Under the Roman republic, there was no appeal in civil suits, but under the emperors a regular system was established. Under Augustus, there was an appeal from all the magistrates to the prefect of the city, and from him to the Praetorian prefect or emperor. In the provinces there was an appeal from the municipal magistrates to the governors, and from them to the emperor. Under Justinian, no appeal was allowed from a suit which did not involve at least twenty pounds in gold.

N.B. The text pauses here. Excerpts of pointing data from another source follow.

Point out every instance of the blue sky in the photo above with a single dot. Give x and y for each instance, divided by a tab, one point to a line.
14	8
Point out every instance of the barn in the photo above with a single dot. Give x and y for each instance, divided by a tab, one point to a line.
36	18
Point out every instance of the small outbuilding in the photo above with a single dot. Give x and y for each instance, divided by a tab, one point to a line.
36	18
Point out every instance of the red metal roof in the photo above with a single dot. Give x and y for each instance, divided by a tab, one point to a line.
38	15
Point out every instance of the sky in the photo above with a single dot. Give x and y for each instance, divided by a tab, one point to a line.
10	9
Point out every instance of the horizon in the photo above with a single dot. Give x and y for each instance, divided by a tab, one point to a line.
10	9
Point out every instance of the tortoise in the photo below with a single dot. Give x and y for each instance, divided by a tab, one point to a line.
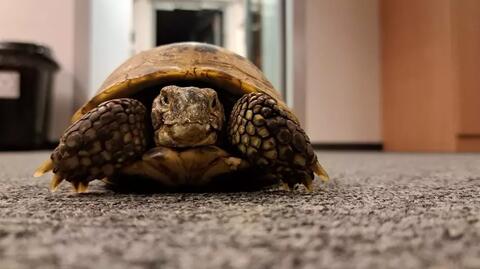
184	115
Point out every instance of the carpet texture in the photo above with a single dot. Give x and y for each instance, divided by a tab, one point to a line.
379	211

[Sidenote: Criminal courts.]
In regard to criminal courts, among the Romans, during the republic, the only body which had absolute power of life and death was the comitia centuriata. The Senate had no jurisdiction in criminal cases, so far as Roman citizens were concerned. It was only in extraordinary emergencies that the Senate, with the consuls, assumed the responsibility of inflicting summary punishment. Under the emperors, the Senate was armed with the power of criminal jurisdiction. And as the Senate was the tool of the imperator, he could crush whomsoever he pleased.

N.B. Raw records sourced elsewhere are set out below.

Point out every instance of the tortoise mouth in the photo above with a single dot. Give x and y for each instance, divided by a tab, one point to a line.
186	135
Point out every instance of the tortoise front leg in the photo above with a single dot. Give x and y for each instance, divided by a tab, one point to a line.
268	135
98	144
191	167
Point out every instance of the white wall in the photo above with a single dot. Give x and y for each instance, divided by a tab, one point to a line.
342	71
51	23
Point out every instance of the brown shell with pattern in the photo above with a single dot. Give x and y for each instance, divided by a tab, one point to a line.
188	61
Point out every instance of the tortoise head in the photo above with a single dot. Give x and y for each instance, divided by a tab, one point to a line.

As it was inconvenient, when Rome had become a very great city, to convene the comitia for the trial of offenders, the expedient was adopted of delegating the jurisdiction of the people to persons invested with temporary authority, called quaesitores. These were established at length into regular and permanent courts, called quaestiones perpetuae. Every case submitted to these courts was tried by a judge and jury. It was the duty of the judge to preside and regulate proceedings according to law; and it was the duty of the jury, after hearing the evidence and pleadings, to decide upon the guilt or innocence of the accused. As many as fifty persons frequently composed the jury, whose names were drawn out of an urn. Each party had a right to challenge a certain number, and the verdict was decided by a majority of votes. At first the judices were chosen from the Senate, and afterwards from the Equestrians, and then again from both orders. But in process of time the quaestiones perpetuae gave place to imperial magistrates. The accused defended himself in person or by counsel.
[Sidenote: Crimes.]
The Romans divided crimes into public and private. Private crimes could only be prosecuted by the party injured, and were generally punished by pecuniary fines, as among the old Germanic nations.
[Sidenote: Treason.]
Of public crimes, the crimen loesoe majestatis, or treason, was regarded as the greatest, and this was punished with death, and with confiscation of goods, [Footnote: I. 4, 18, 3.] while the memory of the offender was declared infamous. Greater severity could scarcely be visited on a culprit. Treason comprehended conspiracy against the government, assisting the enemies of Rome, and misconduct in the command of armies. Thus Manlius, in spite of his magnificent services, was hurled from the Tarpeian Rock, because he was convicted of an intention to seize upon the government. Under the empire, not only any attempt on the life of the emperor was treason, but disrespectful words or acts. The criminal was even tried after death, [Footnote: C. 9, 8, 6.] that his memory might become infamous, and this barbarous practice existed even in France and Scotland, as late as the beginning of the seventeenth century. In England, men have been executed for treasonable words. Beside treason there were other crimes against the state, such as a breach of the peace, extortion on the part of provincial governors, embezzlement of public property, stealing sacred things, bribery, most of which offenses were punished by pecuniary penalties.